Ach für sowas braucht man kein programm sowas erkennt man auch von selbst  
bf3 ist müll!


----------



## matty2580 (1. November 2011)

*AW: BitDefender stört Spiele (BF3, Rage...)*

Ich bin komplett auf Microsoft Security Essentials umgestiegen.
Alle anderen Anti-Vir-Programme davor waren mir einfach zu aggressiv.
Zuletzt hatte ich Avira-Anti-Vir drauf, aber der Hintergrundprozess war mit zu fett.

Ausnahmsweise muss ich Winzigweich mal für das meiner Meinung nach gut gelungene MSE loben....xD


----------



## utakata (1. November 2011)

*AW: BitDefender stört Spiele (BF3, Rage...)*



needit schrieb:


> Mit avast gibt auch Probleme... man kann zum beispiel nicht mit freunden joinen oder coop spielen (mit freunden).. wer also mit ner party joinen will, sollte avast für nen bestimmten zeitraum ausschalten.
> 
> mfg needit


 man muss es ned komplett abschalten, nur den webdienst deaktivieren.


----------



## PC GAMER (1. November 2011)

*AW: BitDefender stört Spiele (BF3, Rage...)*

Ich habe BitDefender Total Security 2012 und ich habe keine Probleme.


----------



## belle (1. November 2011)

*AW: BitDefender stört Spiele (BF3, Rage...)*



Zero-11 schrieb:


> Bitdefender? Ne son Dreck kommt mir nicht auf den PC da lob ich mir AVast der macht keine Probleme.


 
Der Antivir von Bitdefender hat eine der besten Erkennungsraten, aber wenn man das Programm nicht einstellen kann, ist es natürlich sofort Dreck.


----------



## Mazrim_Taim (1. November 2011)

*AW: BitDefender stört Spiele (BF3, Rage...)*



needit schrieb:


> Mit avast gibt auch Probleme... man kann zum beispiel nicht mit freunden joinen oder coop spielen (mit freunden).. wer also mit ner party joinen will, sollte avast für nen bestimmten zeitraum ausschalten.
> 
> mfg needit


 
Ich nutze GDATA 2012 und habe keine Probleme mit RAGE.
=> kaspary + avast


----------



## je86 (1. November 2011)

*AW: BitDefender stört Spiele (BF3, Rage...)*

hab auch bitdefender 2012 und keinerlei probleme. stell beim spielen mal den gamemode an... vielleicht hilft das ja?!


----------



## BL4CK_92 (1. November 2011)

*AW: BitDefender stört Spiele (BF3, Rage...)*

Lohnt sich der wechsel von BD 11 auf 12?


----------



## foofighter656 (1. November 2011)

*AW: BitDefender stört Spiele (BF3, Rage...)*

Ich hatte Bd 2012 ausprobiert und habs nach ein paar Tagen wieder gelöscht. Der Grund: Kein Expertenmodus mehr. Auch in der Firewall konnte man glaube ich nicht mehr so viel einstellen. Das Firefox-Plugin (Antiphishing) ging mir aber so richtig auf die Nerven: Oben in der Mitte von FF war ständig so eine Art Bar und deaktivieren konnte man das auch nicht. Also bin ich wieder zurück zu BD 2011. Die im Anfangspost beschriebenen Verzögerungen hatte ich auch, in genau der selben Art. Allerdings habe ich nur die Beta gezockt, die irgendwie sowieso ziemlich verbugt war (Lichblitze etc.).


----------



## dorow (2. November 2011)

*AW: BitDefender stört Spiele (BF3, Rage...)*

Ich habe auch Bitdefender 2012. Die beschriebenen Probleme habe ich nicht! 

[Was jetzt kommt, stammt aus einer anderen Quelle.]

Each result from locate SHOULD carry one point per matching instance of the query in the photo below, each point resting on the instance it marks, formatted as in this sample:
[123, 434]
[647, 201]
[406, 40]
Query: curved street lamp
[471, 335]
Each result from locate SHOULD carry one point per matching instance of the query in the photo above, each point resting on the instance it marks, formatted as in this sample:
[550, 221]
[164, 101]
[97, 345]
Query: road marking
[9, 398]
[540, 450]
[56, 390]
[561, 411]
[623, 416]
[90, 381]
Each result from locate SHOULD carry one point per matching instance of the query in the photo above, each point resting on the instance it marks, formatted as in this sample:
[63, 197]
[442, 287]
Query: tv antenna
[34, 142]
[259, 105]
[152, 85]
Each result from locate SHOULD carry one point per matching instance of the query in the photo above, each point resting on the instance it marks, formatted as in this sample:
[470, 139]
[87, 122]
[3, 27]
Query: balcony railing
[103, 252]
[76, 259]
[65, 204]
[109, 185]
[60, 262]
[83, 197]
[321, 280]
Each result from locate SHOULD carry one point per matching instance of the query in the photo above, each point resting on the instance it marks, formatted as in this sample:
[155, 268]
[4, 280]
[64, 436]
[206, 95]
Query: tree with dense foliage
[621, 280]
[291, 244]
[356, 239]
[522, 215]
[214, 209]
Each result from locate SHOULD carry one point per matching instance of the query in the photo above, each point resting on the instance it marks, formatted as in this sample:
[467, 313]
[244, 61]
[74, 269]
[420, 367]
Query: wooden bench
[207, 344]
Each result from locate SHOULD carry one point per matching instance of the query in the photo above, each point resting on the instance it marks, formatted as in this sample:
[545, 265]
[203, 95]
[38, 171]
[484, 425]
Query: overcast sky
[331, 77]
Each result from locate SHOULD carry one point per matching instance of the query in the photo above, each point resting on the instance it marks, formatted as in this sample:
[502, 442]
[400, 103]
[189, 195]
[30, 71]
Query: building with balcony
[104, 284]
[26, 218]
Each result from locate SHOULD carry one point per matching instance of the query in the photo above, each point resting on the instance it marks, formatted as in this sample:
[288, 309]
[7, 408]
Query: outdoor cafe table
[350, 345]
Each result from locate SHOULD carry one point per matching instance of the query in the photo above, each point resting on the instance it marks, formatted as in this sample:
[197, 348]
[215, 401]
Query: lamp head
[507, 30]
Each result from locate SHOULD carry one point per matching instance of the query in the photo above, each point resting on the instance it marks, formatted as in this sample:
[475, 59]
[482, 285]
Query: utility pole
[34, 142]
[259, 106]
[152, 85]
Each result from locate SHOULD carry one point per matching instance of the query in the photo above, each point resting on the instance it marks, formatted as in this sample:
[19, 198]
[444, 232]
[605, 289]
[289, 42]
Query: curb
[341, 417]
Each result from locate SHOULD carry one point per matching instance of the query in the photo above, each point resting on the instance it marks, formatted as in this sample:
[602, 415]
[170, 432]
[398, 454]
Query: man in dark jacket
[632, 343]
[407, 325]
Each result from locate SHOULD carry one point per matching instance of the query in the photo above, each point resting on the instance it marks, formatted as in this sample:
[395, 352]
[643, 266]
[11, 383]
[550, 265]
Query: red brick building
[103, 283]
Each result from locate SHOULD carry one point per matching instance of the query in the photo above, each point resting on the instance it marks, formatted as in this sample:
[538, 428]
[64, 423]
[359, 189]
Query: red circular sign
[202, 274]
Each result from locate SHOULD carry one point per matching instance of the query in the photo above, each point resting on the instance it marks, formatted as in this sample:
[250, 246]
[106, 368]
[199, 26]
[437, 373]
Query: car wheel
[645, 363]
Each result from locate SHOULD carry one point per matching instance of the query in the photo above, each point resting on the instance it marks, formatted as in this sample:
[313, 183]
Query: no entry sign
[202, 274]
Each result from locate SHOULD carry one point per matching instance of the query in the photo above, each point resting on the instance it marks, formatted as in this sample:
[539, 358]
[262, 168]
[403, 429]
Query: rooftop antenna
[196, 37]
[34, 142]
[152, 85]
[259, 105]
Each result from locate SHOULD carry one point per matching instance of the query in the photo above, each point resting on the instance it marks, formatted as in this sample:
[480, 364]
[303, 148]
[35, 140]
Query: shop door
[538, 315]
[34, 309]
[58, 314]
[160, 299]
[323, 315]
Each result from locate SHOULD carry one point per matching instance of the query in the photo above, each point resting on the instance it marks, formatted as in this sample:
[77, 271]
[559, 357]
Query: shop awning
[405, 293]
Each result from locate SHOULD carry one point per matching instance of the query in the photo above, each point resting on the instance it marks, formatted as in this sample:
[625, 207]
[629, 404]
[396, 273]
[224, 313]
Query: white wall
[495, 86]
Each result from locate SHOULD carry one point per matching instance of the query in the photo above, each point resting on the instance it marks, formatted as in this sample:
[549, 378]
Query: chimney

Ich habe denn AUTO Modus immer deaktiviert und beim Spielen halt denn Spiele MODUS Manuell Aktiviert.

Zu denn Einstellungen: die sind im Grunde alle noch wie in der 2011 Version nur etwas versteckt. Hat man sich aber erst mal darangewöhnt ist es sehr gut und einfach zu Konfigurieren.


----------



## WarPilot (2. November 2011)

*AW: BitDefender stört Spiele (BF3, Rage...)*



utakata schrieb:


> man muss es ned komplett abschalten, nur den webdienst deaktivieren.


 
Noch nichtmal das. Es ist so, wie hier schon einmal geschrieben wurde, nur eine Einstellungssache. Das ist aber wie bei anderen Probleme mit einer Software (fast) immer auf den Nutzer zurück zu führen.


----------



## botr (2. November 2011)

*AW: BitDefender stört Spiele (BF3, Rage...)*

für alle die keine ahnung haben!!!!

zb ""Bei mir hat es geholfen die Prozesse von Spielen einfach bei BitDefender vom Virenschutz auszuschließen""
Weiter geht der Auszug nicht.